La historia y la moral retrospectiva
Desde hace décadas, personas bien intencionadas forjaron el nefasto concepto de "corrección política", que tiende a operar como una policía del pensamiento, contraria en la práctica a la libertad que quiere defender. Hoy se asiste a la caza de monumentos: se arranca uno de un antiguo tratante de esclavos, se pintarrajea a otro por explotador yse amenaza al propio Churchill por algún desaguisado cometido en África del Sur. Es probable que esa censura moral pueda compartirse; pero es difícil justificar su implacable retroactividad.
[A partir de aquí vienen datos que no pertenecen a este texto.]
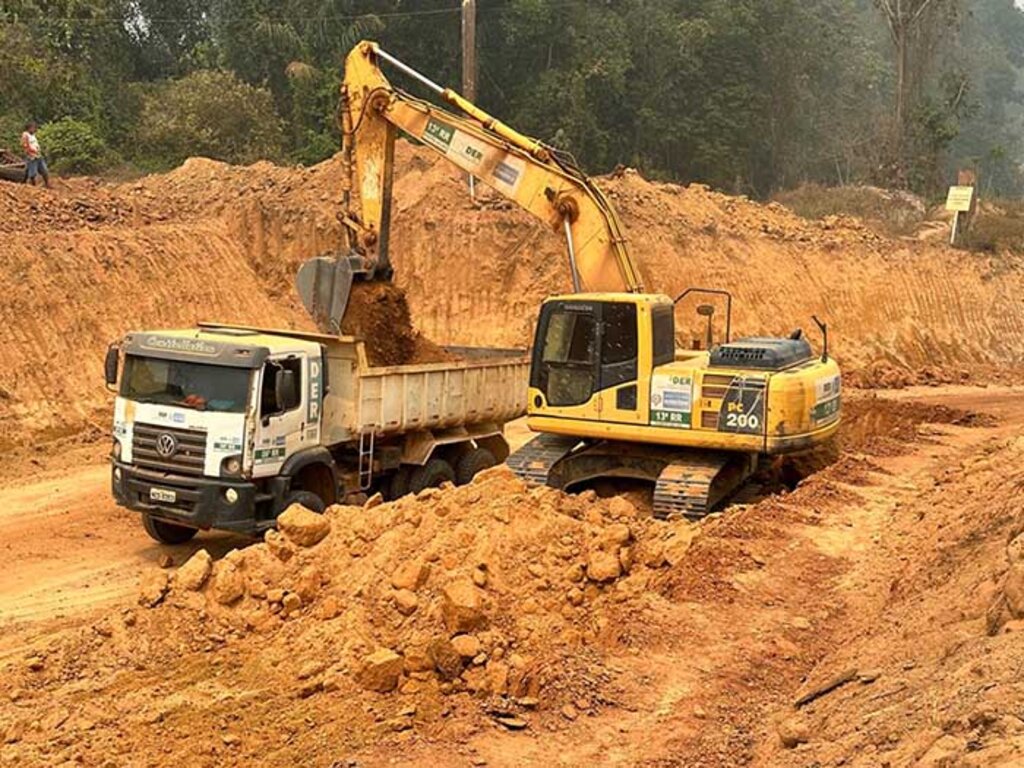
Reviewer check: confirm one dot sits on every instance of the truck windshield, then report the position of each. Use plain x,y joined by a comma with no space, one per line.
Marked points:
194,385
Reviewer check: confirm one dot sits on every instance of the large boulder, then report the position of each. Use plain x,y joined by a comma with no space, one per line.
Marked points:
462,607
381,671
227,584
302,526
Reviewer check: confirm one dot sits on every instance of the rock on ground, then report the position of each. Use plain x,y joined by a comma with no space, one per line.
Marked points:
302,526
381,671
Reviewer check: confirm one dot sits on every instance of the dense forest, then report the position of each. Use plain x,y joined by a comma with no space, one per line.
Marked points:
748,95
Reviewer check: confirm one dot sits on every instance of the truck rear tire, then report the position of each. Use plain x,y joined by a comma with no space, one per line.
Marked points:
475,461
430,475
167,532
307,499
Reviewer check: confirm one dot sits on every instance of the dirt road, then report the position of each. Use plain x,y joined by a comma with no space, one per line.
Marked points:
72,548
75,550
699,667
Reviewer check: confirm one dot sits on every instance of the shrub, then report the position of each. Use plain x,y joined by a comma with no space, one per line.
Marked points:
73,146
212,114
893,212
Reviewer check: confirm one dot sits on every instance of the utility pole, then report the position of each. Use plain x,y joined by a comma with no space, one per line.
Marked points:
469,64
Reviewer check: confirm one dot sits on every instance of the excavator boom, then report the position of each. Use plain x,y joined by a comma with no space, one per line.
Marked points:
538,178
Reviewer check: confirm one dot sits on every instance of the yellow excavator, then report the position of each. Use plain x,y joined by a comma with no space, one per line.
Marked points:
609,393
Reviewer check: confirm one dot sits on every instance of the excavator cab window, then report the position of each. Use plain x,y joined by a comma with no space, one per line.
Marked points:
565,357
583,347
664,335
619,343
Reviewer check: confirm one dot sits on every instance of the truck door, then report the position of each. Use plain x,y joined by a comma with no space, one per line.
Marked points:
286,421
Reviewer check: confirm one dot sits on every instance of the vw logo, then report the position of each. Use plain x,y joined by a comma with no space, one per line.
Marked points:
166,444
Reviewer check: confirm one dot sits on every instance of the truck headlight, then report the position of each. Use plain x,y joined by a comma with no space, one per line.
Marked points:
231,466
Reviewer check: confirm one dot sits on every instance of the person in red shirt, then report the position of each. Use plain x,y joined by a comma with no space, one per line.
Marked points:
36,164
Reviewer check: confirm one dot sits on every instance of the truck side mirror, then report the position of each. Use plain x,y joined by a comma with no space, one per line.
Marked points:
286,389
111,365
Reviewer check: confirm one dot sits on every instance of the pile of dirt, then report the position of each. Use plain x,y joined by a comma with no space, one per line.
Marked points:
214,242
378,313
444,613
491,589
928,672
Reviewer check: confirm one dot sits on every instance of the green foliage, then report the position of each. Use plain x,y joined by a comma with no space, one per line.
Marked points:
997,226
748,95
896,213
207,113
73,146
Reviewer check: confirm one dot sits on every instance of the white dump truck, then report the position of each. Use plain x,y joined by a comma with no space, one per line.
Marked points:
224,427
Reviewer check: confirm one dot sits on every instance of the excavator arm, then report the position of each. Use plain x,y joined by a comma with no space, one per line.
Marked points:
537,177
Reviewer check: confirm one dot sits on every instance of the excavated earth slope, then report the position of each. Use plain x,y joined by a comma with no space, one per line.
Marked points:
494,624
89,260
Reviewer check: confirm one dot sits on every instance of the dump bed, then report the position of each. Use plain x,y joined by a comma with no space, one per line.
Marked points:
480,385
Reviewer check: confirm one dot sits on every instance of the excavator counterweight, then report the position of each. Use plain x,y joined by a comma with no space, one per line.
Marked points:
539,178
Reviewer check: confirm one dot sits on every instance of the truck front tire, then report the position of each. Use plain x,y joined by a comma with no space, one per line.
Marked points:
430,475
166,532
475,461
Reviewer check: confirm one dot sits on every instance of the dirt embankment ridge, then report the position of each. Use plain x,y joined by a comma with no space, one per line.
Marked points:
502,625
90,260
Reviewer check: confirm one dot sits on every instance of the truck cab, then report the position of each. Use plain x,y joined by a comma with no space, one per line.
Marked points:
225,427
214,429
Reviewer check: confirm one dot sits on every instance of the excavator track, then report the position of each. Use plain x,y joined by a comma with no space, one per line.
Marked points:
687,483
693,482
535,460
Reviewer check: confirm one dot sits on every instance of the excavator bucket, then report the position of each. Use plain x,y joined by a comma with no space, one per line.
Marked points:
324,285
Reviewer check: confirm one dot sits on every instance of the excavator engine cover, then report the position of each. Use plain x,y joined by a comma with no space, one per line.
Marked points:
763,353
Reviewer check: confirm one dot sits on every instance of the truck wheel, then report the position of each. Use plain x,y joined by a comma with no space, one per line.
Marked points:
430,475
475,461
307,499
397,484
166,532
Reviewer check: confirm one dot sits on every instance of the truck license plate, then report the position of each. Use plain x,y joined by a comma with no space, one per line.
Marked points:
159,495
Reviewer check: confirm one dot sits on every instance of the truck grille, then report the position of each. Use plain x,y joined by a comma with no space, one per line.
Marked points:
188,456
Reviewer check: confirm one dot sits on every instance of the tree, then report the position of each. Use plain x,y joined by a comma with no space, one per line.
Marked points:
208,113
903,18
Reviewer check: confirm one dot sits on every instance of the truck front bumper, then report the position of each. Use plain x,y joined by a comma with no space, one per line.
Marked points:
195,502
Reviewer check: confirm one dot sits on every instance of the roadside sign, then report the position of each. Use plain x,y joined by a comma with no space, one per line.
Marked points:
960,199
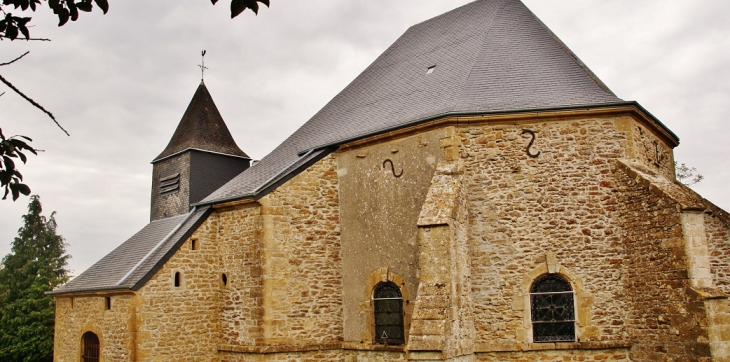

¿Hasta dónde llegaremos en la severa revaloración de la historia? ¿A quiénes y a cuántos condenaremos al ostracismo de las imágenes? Aristóteles defendía la esclavitud; Platón, una forma de aristocracia: ¿quemaremos sus libros? Shakespeare glorificó el abuso patriarcal, elogiando la "doma" de una mujer independiente; e incurrió en flagrante antisemitismo: mediante un truco ilegal, el judío Shylock no sólo perdió un proceso: fue despojado de todos sus bienes y obligado a convertirse al cristianismo. ¿Prohibiremos representar esas obras, o aun otras del mismo autor? Wagner era antisemita y fue utilizado por los nazis: ¿borraremos de la memoria a nibelungos y valquirias? Miguel Cané fue autor de una ley de persecución política, la 4144, llamada "de residencia": ¿eliminaremos Juvenilia de nuestras bibliotecas? ¿Qué decir del Martín Fierro, donde el gaucho paradigmático se jacta de haber degollado a un indio? Recordemos además que, en pleno Renacimiento, se mandó cubrir los órganos sexuales de las pinturas de Miguel Ángel en la Capilla Sixtina. ¿Querríamos modificar las antiguas representaciones de Adán y Eva, o al menos algunas de ellas, para adaptarlas a una visión más inclusiva?
Toda la historia de la humanidad está hecha de posiciones encontradas y de caracteres que son fruto de su época y de su sociedad, llenos de claroscuros. El culto de los próceres no es otra cosa que una exacerbación del juicio aprobatorio, acaso calcado de la canonización con la que las religiones elevan a los altares a individuos considerados virtuosos. Entre ellos, a San Pablo, que persiguió a los cristianos, y a San Agustín, que confesaba haber llevado una vida disoluta. Cada bronce erigido en una plaza es un grito proferido por un segmento de la sociedad, en un momento de la historia, para promover el recuerdo de ciertas acciones generalmente carentes de consenso universal. Baste recordar que San Martín, el héroe venerado por todos los argentinos, se casó con una niña menor de edad y era acerbamente criticado por Juan Bautista Alberdi, otro santo de nuestra historia; que Rivadavia es recordado como el primer solicitante de un crédito externo, y que nuestro amado Belgrano tuvo un hijo natural a quien jamás reconoció. La policía moral del tercer milenio tiene, pues, mucho trabajo. Más vale que vaya preparando sus topadoras para destruir monumentos, sus hogueras para quemar libros y sus fajas de clausura para impedir representaciones teatrales, conferencias indeseables y escuelas disidentes.
Bien está que sostengamos nuestras convicciones, pero deberíamos tomarnos la historia, el arte y la literatura con un poco más de tolerancia y, sobre todo, con respeto por la belleza y el genio. No podemos exigir al pasado perfección moral, y ni siquiera justicia, especialmente cuando no somos capaces de asegurarlas en el presente.